Dans la Nouvelle-Angleterre, la situation des Canadiens immigrés s’était beaucoup améliorée depuis dix ans. La classe instruite, sortie de nos collèges et universités, y affluait. Les médecins franco-canadiens venaient en grand nombre pratiquer leur profession dans un milieu où la population était plus dense et où la supériorité de leurs connaissances leur assurait, non seulement chez leurs compatriotes mais aussi chez les Américains, une clientèle assez fructueuse.

Bon nombre de Canadiens cessaient de travailler dans les manufactures pour se livrer au commerce, aux entreprises de construction, etc., avec un succès bien propre à étonner ceux qui les avaient jusqu’alors considérés comme des êtres inférieurs. Sous l’influence de la classe instruite, les nôtres commençaient à se grouper et à s’affirmer. Des prêtres français et canadiens français avaient suivi le mouvement.
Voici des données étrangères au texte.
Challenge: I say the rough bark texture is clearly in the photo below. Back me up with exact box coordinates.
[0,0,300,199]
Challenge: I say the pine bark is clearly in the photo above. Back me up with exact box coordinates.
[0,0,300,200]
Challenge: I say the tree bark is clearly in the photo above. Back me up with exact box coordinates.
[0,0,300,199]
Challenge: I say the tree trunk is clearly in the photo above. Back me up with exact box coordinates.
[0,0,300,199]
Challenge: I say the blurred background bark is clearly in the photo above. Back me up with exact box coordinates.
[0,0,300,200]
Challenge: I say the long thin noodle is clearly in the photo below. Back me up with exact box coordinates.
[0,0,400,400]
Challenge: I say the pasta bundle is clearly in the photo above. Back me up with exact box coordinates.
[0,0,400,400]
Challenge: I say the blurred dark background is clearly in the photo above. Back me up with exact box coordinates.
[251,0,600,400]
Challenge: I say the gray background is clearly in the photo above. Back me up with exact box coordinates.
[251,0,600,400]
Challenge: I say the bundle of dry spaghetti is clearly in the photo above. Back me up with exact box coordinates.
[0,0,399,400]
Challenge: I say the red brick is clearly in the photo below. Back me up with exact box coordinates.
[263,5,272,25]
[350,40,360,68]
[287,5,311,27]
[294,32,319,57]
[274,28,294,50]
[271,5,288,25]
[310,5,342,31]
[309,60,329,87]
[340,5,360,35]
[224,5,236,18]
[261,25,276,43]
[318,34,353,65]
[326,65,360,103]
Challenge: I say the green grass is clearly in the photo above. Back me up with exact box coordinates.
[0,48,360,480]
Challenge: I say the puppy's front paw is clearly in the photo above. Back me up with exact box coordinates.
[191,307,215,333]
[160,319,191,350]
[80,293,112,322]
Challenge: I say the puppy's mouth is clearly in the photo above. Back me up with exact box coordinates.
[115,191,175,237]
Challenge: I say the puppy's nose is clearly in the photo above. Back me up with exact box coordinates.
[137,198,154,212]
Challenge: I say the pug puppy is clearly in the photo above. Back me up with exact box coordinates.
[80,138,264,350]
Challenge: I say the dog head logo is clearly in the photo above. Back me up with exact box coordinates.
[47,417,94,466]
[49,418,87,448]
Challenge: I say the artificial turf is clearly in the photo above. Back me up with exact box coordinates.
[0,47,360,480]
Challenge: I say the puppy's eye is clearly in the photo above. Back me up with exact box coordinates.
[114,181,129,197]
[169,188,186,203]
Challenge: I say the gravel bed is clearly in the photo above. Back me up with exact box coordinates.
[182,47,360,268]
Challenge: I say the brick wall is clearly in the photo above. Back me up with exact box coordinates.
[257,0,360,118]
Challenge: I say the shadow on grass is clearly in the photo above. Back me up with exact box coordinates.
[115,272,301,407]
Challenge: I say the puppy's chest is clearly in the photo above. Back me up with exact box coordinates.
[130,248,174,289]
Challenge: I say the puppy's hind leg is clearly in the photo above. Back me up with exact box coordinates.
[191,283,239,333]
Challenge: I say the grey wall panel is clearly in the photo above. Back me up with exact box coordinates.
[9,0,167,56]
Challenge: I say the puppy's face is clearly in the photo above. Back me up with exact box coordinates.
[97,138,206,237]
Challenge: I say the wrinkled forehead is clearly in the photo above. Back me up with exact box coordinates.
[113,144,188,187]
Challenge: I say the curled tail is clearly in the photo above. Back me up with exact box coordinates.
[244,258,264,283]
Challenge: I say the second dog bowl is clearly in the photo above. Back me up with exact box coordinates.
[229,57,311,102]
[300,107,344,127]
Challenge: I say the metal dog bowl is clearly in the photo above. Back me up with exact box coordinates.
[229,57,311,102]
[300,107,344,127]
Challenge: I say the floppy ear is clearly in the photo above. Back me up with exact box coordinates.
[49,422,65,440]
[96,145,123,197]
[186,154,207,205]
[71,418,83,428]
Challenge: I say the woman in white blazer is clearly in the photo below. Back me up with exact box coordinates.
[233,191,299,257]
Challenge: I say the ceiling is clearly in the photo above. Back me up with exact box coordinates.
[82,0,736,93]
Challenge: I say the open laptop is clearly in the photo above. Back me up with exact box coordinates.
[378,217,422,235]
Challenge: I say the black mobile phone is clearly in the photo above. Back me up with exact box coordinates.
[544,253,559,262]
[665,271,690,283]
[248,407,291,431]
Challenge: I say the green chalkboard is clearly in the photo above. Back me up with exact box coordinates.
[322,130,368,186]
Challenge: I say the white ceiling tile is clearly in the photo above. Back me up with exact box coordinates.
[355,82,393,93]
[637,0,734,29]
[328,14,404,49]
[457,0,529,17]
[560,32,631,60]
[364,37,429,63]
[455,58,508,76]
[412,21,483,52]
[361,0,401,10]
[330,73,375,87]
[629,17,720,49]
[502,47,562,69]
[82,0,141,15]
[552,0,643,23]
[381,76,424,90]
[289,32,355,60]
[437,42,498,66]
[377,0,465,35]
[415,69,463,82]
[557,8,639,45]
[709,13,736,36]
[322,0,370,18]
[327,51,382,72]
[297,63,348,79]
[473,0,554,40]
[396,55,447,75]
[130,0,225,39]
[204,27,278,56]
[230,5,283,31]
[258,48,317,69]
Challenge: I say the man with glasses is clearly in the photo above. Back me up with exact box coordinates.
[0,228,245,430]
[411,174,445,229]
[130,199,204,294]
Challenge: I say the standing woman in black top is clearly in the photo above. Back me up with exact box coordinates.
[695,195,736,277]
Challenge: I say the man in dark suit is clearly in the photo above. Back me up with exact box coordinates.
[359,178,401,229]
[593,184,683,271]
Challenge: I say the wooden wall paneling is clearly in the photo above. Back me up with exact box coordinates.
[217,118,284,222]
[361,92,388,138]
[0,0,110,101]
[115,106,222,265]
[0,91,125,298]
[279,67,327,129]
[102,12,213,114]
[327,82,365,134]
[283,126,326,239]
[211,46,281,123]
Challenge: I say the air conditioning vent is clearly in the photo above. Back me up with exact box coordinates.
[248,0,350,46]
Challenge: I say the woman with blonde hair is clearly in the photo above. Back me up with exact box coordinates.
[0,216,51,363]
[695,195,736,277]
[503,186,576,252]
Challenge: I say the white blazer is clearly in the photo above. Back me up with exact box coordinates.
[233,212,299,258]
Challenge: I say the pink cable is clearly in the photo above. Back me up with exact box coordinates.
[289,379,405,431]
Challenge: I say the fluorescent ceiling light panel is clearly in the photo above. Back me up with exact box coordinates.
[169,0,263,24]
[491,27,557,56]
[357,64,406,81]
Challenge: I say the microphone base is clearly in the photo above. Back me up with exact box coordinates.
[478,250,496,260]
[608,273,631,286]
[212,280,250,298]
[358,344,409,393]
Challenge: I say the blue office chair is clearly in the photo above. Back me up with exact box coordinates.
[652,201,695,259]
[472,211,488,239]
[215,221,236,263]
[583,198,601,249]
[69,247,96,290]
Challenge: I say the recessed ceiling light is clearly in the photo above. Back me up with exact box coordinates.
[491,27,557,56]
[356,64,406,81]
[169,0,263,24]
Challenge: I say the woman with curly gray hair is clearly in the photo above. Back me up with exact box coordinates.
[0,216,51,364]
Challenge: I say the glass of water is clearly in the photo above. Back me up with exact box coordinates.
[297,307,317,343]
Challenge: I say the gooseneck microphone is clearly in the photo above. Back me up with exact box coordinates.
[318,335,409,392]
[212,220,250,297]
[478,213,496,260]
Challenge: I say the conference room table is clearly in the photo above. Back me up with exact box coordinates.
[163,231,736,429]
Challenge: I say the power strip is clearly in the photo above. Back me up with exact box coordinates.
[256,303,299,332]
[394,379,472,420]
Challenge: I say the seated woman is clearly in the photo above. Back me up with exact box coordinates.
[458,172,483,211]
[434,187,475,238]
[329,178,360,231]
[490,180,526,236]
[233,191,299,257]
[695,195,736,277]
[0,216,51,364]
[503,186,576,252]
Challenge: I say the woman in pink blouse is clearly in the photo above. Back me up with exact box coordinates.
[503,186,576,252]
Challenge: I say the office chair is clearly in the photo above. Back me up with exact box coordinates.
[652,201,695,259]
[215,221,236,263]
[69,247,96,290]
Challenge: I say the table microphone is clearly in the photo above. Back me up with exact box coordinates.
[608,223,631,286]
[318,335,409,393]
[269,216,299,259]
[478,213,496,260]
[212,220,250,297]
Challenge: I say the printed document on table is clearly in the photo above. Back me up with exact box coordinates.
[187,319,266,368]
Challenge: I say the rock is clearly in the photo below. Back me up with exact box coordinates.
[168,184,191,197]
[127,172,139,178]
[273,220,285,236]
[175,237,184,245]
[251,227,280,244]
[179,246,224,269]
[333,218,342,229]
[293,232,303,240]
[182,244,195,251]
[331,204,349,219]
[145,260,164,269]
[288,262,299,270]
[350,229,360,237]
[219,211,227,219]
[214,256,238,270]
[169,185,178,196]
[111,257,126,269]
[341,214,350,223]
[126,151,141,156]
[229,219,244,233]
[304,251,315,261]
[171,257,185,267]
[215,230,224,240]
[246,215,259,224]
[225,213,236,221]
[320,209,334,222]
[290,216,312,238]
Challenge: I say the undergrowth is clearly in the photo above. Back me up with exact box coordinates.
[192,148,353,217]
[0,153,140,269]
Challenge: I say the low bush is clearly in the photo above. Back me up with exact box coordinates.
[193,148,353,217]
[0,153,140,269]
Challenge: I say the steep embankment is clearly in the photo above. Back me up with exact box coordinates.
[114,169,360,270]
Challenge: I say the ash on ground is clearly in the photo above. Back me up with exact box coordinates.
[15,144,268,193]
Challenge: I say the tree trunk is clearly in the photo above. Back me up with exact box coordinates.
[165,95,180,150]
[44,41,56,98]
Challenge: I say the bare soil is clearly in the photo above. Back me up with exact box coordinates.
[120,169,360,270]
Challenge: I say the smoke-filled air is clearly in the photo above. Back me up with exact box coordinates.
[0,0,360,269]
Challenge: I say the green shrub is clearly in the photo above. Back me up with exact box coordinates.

Nous n’avions encore ni curés ni paroisses franco-canadiennes ; mais plusieurs paroisses mixtes avaient des vicaires canadiens et l’on se préparait à construire des églises pour l’usage exclusif des nôtres.

Des sociétés Saint-Jean-Baptistes et autres associations à la fois patriotiques et mutualistes surgissaient dans tous les centres un peu nombreux. Elles eurent d’abord pour principal organe le Protecteur Canadien, journal publié par Antoine Moussette et rédigé par l’abbé Druon. C’est dans ce journal que la prose de Quéquienne eut, pour la première fois, les honneurs de la publication.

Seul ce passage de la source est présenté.